The final point I’d like to make with you is the work of Monani over the last few years where he looked to see the requirements for SMN protein during development. He used the mouse model for spinal muscular atrophy, which he himself developed when he worked with Arthur Burghes, PhD, in Ohio State as a post-doctoral research scientist, and what they had developed was a very effective severe model for spinal muscular atrophy. Monani later showed that during maturation of the neuromuscular junction, where the nerve connects to the muscle, there is a high requirement for SMN, then after the neuromuscular junction is matured there is a significant in the reduction for the requirement of SMN protein to maintain the system. There’s a high requirement during maturation and a decreased low requirement for maintenance of the neuromuscular junctions. That now helps us understand that if you treat very early before the infant is symptomatic, then you can preserve the integrity of the neuromuscular junction and allow effective connections to be made between the nerve and the muscle. If you don’t treat early, you miss that window of opportunity when the neuromuscular junction is maturing, the system is being established, connections are being made, and therefore later on, since you missed that window of opportunity, if you treat then, you can’t recover the loss of function because the system has already been damaged irreversibly with the loss of the motor neurons.
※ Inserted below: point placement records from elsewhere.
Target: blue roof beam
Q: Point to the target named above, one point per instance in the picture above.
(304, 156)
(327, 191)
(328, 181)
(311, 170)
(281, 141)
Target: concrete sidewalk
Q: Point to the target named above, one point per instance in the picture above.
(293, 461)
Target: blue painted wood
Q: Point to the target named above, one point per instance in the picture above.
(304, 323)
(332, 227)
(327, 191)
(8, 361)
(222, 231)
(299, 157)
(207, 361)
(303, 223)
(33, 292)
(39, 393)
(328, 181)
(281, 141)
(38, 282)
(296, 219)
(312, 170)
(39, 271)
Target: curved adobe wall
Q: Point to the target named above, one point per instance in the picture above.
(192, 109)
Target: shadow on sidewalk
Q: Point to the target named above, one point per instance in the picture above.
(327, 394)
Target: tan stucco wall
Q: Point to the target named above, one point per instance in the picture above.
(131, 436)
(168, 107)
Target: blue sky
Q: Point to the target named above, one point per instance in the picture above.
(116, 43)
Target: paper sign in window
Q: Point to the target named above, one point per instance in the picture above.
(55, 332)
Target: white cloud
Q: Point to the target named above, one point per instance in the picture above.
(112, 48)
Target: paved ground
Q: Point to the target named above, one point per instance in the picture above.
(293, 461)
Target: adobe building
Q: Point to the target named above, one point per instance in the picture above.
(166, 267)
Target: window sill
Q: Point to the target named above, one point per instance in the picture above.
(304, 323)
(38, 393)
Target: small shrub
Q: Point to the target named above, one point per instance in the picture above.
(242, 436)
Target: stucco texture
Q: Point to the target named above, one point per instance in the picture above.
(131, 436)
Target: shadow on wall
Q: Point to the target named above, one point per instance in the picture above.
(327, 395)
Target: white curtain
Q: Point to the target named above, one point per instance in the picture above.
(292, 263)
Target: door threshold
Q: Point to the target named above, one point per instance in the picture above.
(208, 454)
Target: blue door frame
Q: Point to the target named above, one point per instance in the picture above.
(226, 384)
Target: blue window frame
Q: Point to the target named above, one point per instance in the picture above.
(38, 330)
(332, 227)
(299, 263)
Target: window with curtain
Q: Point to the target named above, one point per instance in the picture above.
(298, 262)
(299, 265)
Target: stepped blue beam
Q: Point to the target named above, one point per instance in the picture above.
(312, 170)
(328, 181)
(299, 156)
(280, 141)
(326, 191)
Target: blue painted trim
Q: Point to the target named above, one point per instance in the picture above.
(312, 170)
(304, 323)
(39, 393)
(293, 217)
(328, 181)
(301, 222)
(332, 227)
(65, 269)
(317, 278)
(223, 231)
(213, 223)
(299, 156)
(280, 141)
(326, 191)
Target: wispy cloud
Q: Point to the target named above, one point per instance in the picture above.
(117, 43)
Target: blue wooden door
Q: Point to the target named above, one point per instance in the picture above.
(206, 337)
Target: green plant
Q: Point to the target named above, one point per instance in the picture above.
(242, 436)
All of this basic science now informs us as to what our findings mean when we examine these infants and young children during development. Early loss of tendon reflexes implies deafferentation of the motor neurons; the myopathic phenotype that we associate with spinal muscular atrophy tells us that there are certain cells that have the capacity to phosphorylate the activated P53 gene and as a result that triggers program cell death and those particular vulnerable motor neurons are the ones that send the impulses to the girdle muscles and the paraspinal muscles; and then finally we know that there’s a higher requirement for SMN during the maturation of the neuromuscular junction and there was a low requirement for SMN to maintain the system after it is full matured. There’s a very nice story from bench to bedside and here we are now in 2018 with an FDA approved drug for this disease, so it’s effective in the treatment of this disease, and this year the federal government has approved spinal muscular atrophy as the 35th disease that can be added to the newborn panel to screen for a disease for which there is an effective treatment.
It’s a very exciting time and here we are 127 years after the original description by Werdnig in 1891.